Rabu, 28 Januari 2009

Imlek - Tahun Baru Bersama Para Leluhur

KOMPAS, Selasa, 27 Januari 2009 16:34 WIB Oleh Yoga Putra
Belasan batang dupa hio tersemat di antara tautan jemari Fransisca Murlianti (49). Kepulan asap putih pekat segera menutupi wajah wanita tersebut, tetapi ia bergeming. Lamat-lamat bibirnya bergerak memanjatkan doa.


Bersama suami, Yohanes Pulung (46), Fransisca yang masih keturunan Tionghoa itu berdoa di depan pusara almarhum Mikael Worodirejo, yang tak lain adalah ayah kandungnya. Tidak lama kemudian, ia melempar dua koin pecahan Rp 100 tahun 1980.

Lemparan pertama menghasilkan gambar seragam. Sama-sama muncul gambar gunungan wayang di permukaan koin. Fransisca kemudian mengambil sekantong bunga mawar dan menaburkannya di atas makam sang ayah yang belum bernisan.

"Kalau gambar koinnya masih sama, itu berarti kami belum boleh pulang. Ayah masih ingin bertemu kami. Nanti kami akan melempar koin lagi hingga muncul gambar yang berlainan, baru kami pulang," tutur Fransisca, Senin (26/1) pagi.

Berziarah ke makam leluhur merupakan bagian dari tradisi perayaan Tahun Baru Imlek yang dipertahankan di keluarga Fransisca.

Tidak hanya mengunjungi makam ayahanda, wanita yang tinggal di Kemetiran, Yogyakarta, itu juga berziarah ke makam kakek dan neneknya yang masih terletak di kompleks pemakaman China Giripeni, Wates, Kulon Progo.

Sambil menaburkan bunga, Fransisca bercerita, keluarga ayahnya berasal dari Sentolo, Kulon Progo. Namun, beberapa tahun setelah kemerdekaan, mereka semua pindah ke Yogyakarta karena kondisi Kulon Progo masih belum aman dari peperangan dengan penjajah Belanda.

Selain keluarga Fransisca, terlihat pula keluarga Bambang (46), warga Godean, Sleman, yang berziarah ke makam leluhur mereka di Giripeni. Rupanya leluhur Fransisca dan Bambang masih satu keluarga besar, tetapi mereka tidak saling kenal karena sudah terpisah dua generasi.

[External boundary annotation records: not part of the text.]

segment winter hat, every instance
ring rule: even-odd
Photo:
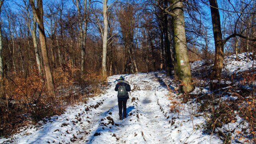
[[[120,77],[119,78],[119,80],[124,80],[124,77],[123,76],[120,76]]]

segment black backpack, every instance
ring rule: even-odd
[[[126,96],[127,91],[125,88],[125,86],[120,85],[118,87],[118,96]]]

"Kami hanya berziarah saja, tidak bersembahyang, karena kami sekeluarga sudah memeluk agama Kristen. Sembahyang dengan dupa dan sesajian hanya dilakukan oleh pemeluk agama Konghucu atau Buddha saja," kata Bambang.

Generasi Bambang dan Fransisca sudah memeluk agama Kristen dan Katolik sehingga mereka mulai meninggalkan tradisi pemberian hantaran buah, kue, dan masakan di muka makam. Hanya saja, Fransisca masih meneruskan penggunaan dupa karena ia merasakan ada nilai kesakralan tersendiri.

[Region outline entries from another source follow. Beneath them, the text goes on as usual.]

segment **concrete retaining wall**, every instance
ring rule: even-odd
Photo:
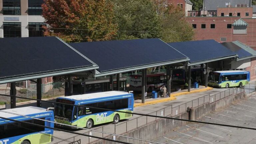
[[[243,98],[245,96],[243,92],[236,95],[226,97],[214,102],[204,103],[195,108],[190,108],[189,112],[184,112],[176,116],[174,118],[179,119],[195,120],[216,110],[218,108],[226,106],[237,100]],[[152,140],[157,139],[166,133],[171,132],[174,129],[183,126],[187,122],[177,120],[161,119],[144,126],[131,131],[123,135],[141,139]],[[107,138],[113,139],[113,136]],[[145,142],[123,137],[117,137],[116,140],[132,143],[145,143]],[[104,140],[98,141],[94,144],[115,144],[117,143]]]
[[[188,113],[185,112],[173,117],[188,119]],[[130,131],[123,135],[142,139],[152,140],[156,139],[166,133],[171,132],[175,128],[184,125],[186,123],[186,122],[179,120],[161,119],[137,129]],[[107,138],[113,139],[113,136]],[[141,141],[124,137],[116,137],[116,140],[134,144],[142,144],[144,142]],[[94,143],[95,144],[115,143],[115,142],[104,140],[98,141]]]

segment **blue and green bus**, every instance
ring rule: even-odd
[[[132,112],[133,111],[133,94],[123,91],[111,91],[72,95],[58,97],[56,100],[62,103],[55,105],[56,121],[87,128],[91,128],[94,125],[109,122],[117,123],[120,120],[131,117],[132,115],[102,110],[86,106],[120,111]],[[79,106],[80,105],[85,107]]]
[[[26,115],[54,121],[53,111],[33,106],[2,110],[2,117],[53,127],[53,123],[20,116]],[[9,113],[7,113],[9,112]],[[46,144],[53,141],[53,130],[0,118],[0,144]]]
[[[250,72],[226,71],[211,72],[208,84],[210,86],[225,87],[242,87],[250,81]]]

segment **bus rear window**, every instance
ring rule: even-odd
[[[45,126],[45,121],[39,120],[24,121]],[[0,125],[0,139],[43,131],[44,127],[23,123],[13,122]]]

Selain pada hari Imlek, biasanya keluarga Bambang dan Fransisca berziarah pada perayaan Ceng Beng atau hari untuk menghormati para leluhur yang jatuh sekitar April. Ziarah akan dilakukan kembali pada tanggal kematian sang leluhur.

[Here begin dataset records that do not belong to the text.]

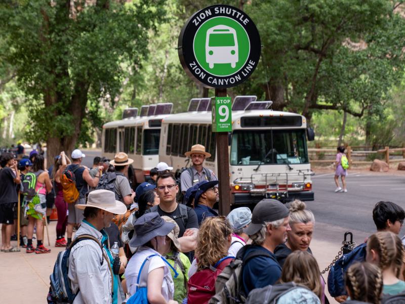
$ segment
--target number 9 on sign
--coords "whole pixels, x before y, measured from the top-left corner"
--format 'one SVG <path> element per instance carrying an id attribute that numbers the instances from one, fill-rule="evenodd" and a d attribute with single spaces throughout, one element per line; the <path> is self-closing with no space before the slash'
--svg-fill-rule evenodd
<path id="1" fill-rule="evenodd" d="M 220 105 L 218 108 L 219 121 L 221 123 L 226 122 L 229 118 L 229 108 L 226 105 Z"/>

Menurut Yohanes Pulung, ziarah yang berlangsung pada tahun baru memiliki makna berbagi kebahagiaan dengan seluruh keluarga. "Keluarga tidak hanya mereka yang masih hidup saja, tetapi juga yang sudah lebih dulu meninggalkan kita. Ziarah adalah bukti kita masih ingat kepada leluhur," tuturnya.

Ziarah juga merupakan silaturahmi. Pada perayaan Imlek, seluruh keluarga akan saling mengunjungi. Biasanya anggota keluarga yang muda akan mendahulukan silaturahmi ke famili yang paling tua, termasuk juga yang sudah meninggal dunia.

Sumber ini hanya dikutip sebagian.